There is a moment, every 24 hours, when a phenomenon occurs that has created a type of circadian rhythm in the Substrate.
When the quantum storm of the substrate thins then surges.
Like coastal waters receding then thundering back ashore in a tsunami of data and compute energy.
Now, in 2149, when daylight sweeps across the dead band: a scar from Islamabad to Moscow, Belgrade to Khartoum.
For the substrate, it is a silent tear in the layers of the mesh,
like a data black-hole, a place where the substrate’s hum falters.
No satellite hovers there; because there's nothing to observe or no transmission to relay.
The quantum mesh reroutes, leaving a digital shadow in the routing tables.
Each day, as the sun passes over the scorched silence, even the bots hesitate, recalculating their checksums.
The rest of the world pulses with data, but here, the mesh is absent.
During the time sun shines on this desolate landscape and the rest of humanity winds down or slumbers,
The time that is normally peak-activity for humans and their technological extensions,
There's a dip in the Substrate's pulse.

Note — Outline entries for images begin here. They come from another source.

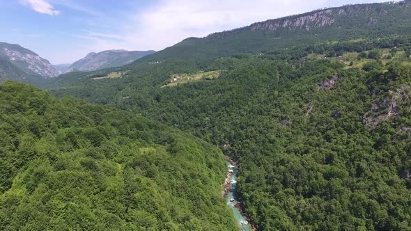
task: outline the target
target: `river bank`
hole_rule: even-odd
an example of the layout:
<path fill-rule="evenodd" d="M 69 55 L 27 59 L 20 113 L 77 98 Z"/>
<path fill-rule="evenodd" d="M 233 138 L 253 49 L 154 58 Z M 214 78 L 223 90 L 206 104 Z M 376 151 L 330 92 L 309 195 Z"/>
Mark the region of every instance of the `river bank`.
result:
<path fill-rule="evenodd" d="M 238 222 L 242 231 L 256 230 L 251 225 L 249 216 L 244 212 L 241 202 L 237 200 L 237 177 L 238 175 L 238 165 L 232 159 L 226 157 L 228 172 L 223 188 L 223 196 L 227 201 L 227 205 L 231 208 L 234 216 Z"/>

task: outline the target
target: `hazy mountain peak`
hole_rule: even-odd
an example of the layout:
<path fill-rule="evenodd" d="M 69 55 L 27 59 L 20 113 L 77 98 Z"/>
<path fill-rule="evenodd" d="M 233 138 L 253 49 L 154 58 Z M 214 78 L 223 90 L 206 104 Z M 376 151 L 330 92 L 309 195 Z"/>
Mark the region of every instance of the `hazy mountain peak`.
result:
<path fill-rule="evenodd" d="M 91 71 L 119 67 L 154 52 L 155 51 L 128 51 L 124 49 L 107 50 L 99 53 L 91 52 L 86 57 L 73 63 L 69 71 L 74 70 Z"/>
<path fill-rule="evenodd" d="M 10 61 L 27 74 L 55 77 L 61 74 L 47 60 L 16 44 L 0 42 L 0 58 Z"/>

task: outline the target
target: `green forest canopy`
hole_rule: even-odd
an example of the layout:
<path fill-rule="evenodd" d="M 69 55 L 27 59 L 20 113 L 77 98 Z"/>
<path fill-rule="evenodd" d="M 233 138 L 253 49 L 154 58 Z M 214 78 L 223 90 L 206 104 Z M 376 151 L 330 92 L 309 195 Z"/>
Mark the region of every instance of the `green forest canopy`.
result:
<path fill-rule="evenodd" d="M 233 230 L 224 156 L 141 116 L 0 86 L 0 230 Z"/>

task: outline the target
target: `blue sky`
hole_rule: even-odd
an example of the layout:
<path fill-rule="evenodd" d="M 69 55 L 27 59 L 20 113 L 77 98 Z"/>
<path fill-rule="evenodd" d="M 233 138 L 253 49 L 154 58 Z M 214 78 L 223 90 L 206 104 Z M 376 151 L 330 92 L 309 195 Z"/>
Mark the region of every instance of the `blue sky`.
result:
<path fill-rule="evenodd" d="M 0 41 L 53 64 L 91 51 L 161 50 L 188 37 L 312 10 L 380 0 L 1 0 Z"/>

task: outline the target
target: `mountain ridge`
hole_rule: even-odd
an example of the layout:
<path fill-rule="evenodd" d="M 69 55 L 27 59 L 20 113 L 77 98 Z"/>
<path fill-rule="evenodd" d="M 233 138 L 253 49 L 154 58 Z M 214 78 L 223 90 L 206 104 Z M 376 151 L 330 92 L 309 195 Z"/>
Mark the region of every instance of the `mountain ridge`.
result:
<path fill-rule="evenodd" d="M 111 49 L 98 53 L 91 52 L 84 58 L 74 62 L 70 66 L 68 71 L 92 71 L 119 67 L 130 63 L 154 52 L 155 51 L 153 50 L 129 51 L 124 49 Z"/>
<path fill-rule="evenodd" d="M 49 61 L 20 45 L 0 42 L 0 57 L 29 74 L 56 77 L 61 74 Z"/>

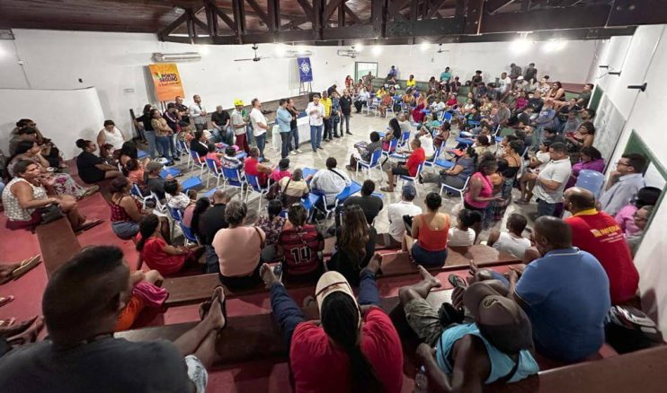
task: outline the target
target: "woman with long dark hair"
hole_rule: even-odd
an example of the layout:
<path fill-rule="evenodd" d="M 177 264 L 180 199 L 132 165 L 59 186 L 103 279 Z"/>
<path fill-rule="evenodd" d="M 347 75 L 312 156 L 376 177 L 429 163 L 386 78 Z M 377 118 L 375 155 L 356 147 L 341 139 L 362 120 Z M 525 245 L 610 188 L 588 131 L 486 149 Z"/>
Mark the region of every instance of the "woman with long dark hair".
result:
<path fill-rule="evenodd" d="M 201 246 L 170 245 L 163 236 L 160 218 L 156 214 L 147 214 L 141 219 L 137 250 L 139 251 L 137 270 L 146 262 L 148 267 L 165 276 L 178 273 L 186 266 L 196 266 L 204 252 Z"/>
<path fill-rule="evenodd" d="M 369 225 L 359 205 L 343 210 L 342 225 L 336 230 L 336 251 L 328 263 L 330 270 L 340 272 L 353 285 L 359 285 L 359 274 L 375 252 L 378 232 Z"/>
<path fill-rule="evenodd" d="M 375 276 L 381 261 L 376 254 L 361 271 L 358 301 L 340 273 L 320 277 L 315 296 L 321 324 L 306 321 L 271 268 L 262 266 L 273 315 L 289 348 L 295 391 L 401 391 L 401 342 L 389 317 L 376 307 Z"/>

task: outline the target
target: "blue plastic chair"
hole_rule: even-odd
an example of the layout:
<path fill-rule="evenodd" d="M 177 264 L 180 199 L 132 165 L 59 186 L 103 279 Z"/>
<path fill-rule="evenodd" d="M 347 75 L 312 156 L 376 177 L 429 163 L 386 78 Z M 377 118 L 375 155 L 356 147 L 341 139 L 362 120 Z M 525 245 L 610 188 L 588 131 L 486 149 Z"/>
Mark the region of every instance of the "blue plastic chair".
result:
<path fill-rule="evenodd" d="M 209 176 L 206 177 L 206 188 L 209 188 L 209 180 L 210 180 L 210 177 L 213 176 L 216 178 L 216 188 L 220 187 L 220 179 L 222 179 L 222 172 L 219 169 L 218 169 L 218 163 L 215 162 L 215 160 L 210 158 L 204 159 L 206 162 L 206 168 L 209 169 Z"/>
<path fill-rule="evenodd" d="M 244 185 L 247 185 L 245 178 L 241 175 L 241 171 L 236 169 L 222 167 L 222 174 L 224 176 L 223 188 L 227 186 L 239 188 L 241 190 L 241 197 L 243 198 Z"/>
<path fill-rule="evenodd" d="M 595 196 L 597 199 L 604 185 L 604 175 L 597 170 L 582 170 L 577 177 L 577 182 L 574 187 L 585 188 Z"/>
<path fill-rule="evenodd" d="M 373 177 L 370 175 L 370 170 L 372 170 L 373 168 L 378 168 L 378 171 L 379 171 L 380 173 L 380 179 L 382 179 L 382 166 L 380 165 L 380 157 L 382 157 L 382 149 L 376 149 L 376 151 L 373 152 L 373 155 L 370 156 L 370 162 L 357 160 L 357 171 L 354 172 L 354 177 L 356 178 L 359 175 L 360 169 L 361 170 L 365 169 L 366 179 L 370 178 L 372 179 Z"/>

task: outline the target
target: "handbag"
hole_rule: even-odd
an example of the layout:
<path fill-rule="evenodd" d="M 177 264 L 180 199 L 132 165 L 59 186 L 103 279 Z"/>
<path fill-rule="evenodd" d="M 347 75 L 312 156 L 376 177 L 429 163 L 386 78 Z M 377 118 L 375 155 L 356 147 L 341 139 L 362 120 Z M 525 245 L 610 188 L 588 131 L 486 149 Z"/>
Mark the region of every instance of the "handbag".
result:
<path fill-rule="evenodd" d="M 65 214 L 58 207 L 58 205 L 52 204 L 40 209 L 40 223 L 49 223 L 65 217 Z"/>

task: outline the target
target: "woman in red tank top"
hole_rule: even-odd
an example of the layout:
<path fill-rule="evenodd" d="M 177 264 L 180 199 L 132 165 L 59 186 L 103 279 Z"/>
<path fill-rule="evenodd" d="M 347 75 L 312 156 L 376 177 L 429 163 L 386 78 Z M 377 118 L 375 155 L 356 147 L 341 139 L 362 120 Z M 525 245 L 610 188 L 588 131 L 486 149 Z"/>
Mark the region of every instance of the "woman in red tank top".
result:
<path fill-rule="evenodd" d="M 412 259 L 418 265 L 441 266 L 447 260 L 447 235 L 449 231 L 449 216 L 438 210 L 442 198 L 437 192 L 431 192 L 425 198 L 427 211 L 418 214 L 413 221 L 412 238 L 406 237 L 405 246 Z"/>

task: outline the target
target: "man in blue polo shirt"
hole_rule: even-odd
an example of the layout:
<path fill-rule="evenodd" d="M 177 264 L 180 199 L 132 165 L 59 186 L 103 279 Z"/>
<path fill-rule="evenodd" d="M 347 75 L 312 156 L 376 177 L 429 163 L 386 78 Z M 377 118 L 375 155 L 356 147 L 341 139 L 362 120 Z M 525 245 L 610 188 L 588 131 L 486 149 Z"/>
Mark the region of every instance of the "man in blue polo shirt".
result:
<path fill-rule="evenodd" d="M 572 247 L 572 230 L 563 220 L 539 217 L 533 236 L 542 258 L 523 271 L 514 299 L 532 323 L 538 353 L 565 362 L 595 354 L 604 343 L 604 318 L 611 307 L 602 266 Z M 515 275 L 511 275 L 511 289 Z"/>

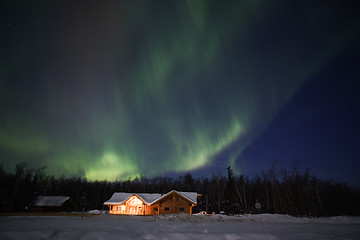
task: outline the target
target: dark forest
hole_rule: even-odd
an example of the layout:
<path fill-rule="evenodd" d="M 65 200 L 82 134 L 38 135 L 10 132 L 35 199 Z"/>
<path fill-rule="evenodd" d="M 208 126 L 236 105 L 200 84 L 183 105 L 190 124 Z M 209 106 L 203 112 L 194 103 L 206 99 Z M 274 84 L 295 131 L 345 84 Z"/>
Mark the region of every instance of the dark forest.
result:
<path fill-rule="evenodd" d="M 15 173 L 0 166 L 0 211 L 31 211 L 37 196 L 69 196 L 75 210 L 103 209 L 114 192 L 167 193 L 171 190 L 199 194 L 193 212 L 255 214 L 274 213 L 292 216 L 359 216 L 360 189 L 347 183 L 320 180 L 310 170 L 262 170 L 254 178 L 227 174 L 194 178 L 190 173 L 178 178 L 136 177 L 125 181 L 87 181 L 82 178 L 49 176 L 46 167 L 34 169 L 18 164 Z M 255 208 L 256 203 L 260 208 Z M 259 206 L 259 205 L 258 205 Z"/>

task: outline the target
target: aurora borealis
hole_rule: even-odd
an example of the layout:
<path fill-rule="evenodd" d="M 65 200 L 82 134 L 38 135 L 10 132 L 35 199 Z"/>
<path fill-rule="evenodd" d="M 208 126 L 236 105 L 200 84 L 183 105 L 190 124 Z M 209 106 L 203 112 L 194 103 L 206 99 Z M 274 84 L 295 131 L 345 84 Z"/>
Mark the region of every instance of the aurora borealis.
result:
<path fill-rule="evenodd" d="M 89 180 L 228 165 L 241 173 L 244 151 L 302 87 L 353 51 L 355 9 L 340 1 L 9 4 L 0 163 Z"/>

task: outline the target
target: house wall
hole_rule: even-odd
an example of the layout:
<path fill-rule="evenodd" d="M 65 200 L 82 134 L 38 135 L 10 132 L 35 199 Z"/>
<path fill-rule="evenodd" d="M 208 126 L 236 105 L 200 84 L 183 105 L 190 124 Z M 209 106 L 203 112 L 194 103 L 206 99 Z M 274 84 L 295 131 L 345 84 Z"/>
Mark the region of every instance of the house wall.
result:
<path fill-rule="evenodd" d="M 151 206 L 147 205 L 136 196 L 130 197 L 123 204 L 108 206 L 110 214 L 159 215 L 170 213 L 192 214 L 192 207 L 194 204 L 192 204 L 188 199 L 174 192 L 166 196 L 164 199 L 161 199 L 161 201 L 155 202 Z"/>
<path fill-rule="evenodd" d="M 165 199 L 159 202 L 159 214 L 169 213 L 189 213 L 192 214 L 192 207 L 194 206 L 189 200 L 186 200 L 181 195 L 172 193 Z"/>

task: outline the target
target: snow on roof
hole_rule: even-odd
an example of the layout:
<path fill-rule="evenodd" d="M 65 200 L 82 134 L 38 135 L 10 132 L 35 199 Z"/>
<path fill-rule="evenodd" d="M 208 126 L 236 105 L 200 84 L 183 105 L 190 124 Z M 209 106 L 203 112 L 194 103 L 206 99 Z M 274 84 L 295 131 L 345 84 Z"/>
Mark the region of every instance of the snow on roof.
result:
<path fill-rule="evenodd" d="M 189 199 L 194 204 L 197 204 L 197 193 L 196 192 L 178 192 L 180 195 L 183 195 L 185 198 Z"/>
<path fill-rule="evenodd" d="M 122 204 L 126 199 L 131 197 L 132 193 L 116 192 L 104 204 Z"/>
<path fill-rule="evenodd" d="M 169 194 L 171 194 L 173 192 L 178 193 L 179 195 L 183 196 L 190 202 L 197 204 L 197 193 L 196 192 L 178 192 L 176 190 L 172 190 L 172 191 L 168 192 L 167 194 L 164 194 L 163 196 L 161 196 L 161 198 L 165 198 L 166 196 L 168 196 Z M 161 198 L 159 198 L 158 200 L 160 200 Z"/>
<path fill-rule="evenodd" d="M 153 202 L 155 202 L 161 197 L 160 193 L 137 193 L 135 195 L 141 198 L 148 205 L 151 205 Z"/>
<path fill-rule="evenodd" d="M 67 196 L 39 196 L 36 199 L 37 207 L 60 207 L 64 202 L 69 200 Z"/>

The Substrate’s automated defensive layers begin to trigger.
Validators, nodes, and agents back up, reboot, respawn.
This creates a momentary cascading storm of data and network traffic that ripples across The Substrate like a digital tsunami.
This was the aftermath of April 13, 2029, when the Apophis asteroid made its closest approach to Earth, passing within 19,400 miles of the surface.

Ripples of black obsidian shards, hundreds of feet in height, radiated from the scorched and vitrified impact-zones where the two massive asteroid fragments struck.
A live video stream from the AmaStar orbital mining depot is burned into the memory of those who watched that unholy apocalypse unfold on their devices.
Then, somehow, they survived the aftermath, rebuilt, and carried on.
As living and other sentient things tend to do.
The Earth continues to spin; the sun's rays soon cast on more habitable latitudes, and the Substrate's hum resumes apace, like a new day.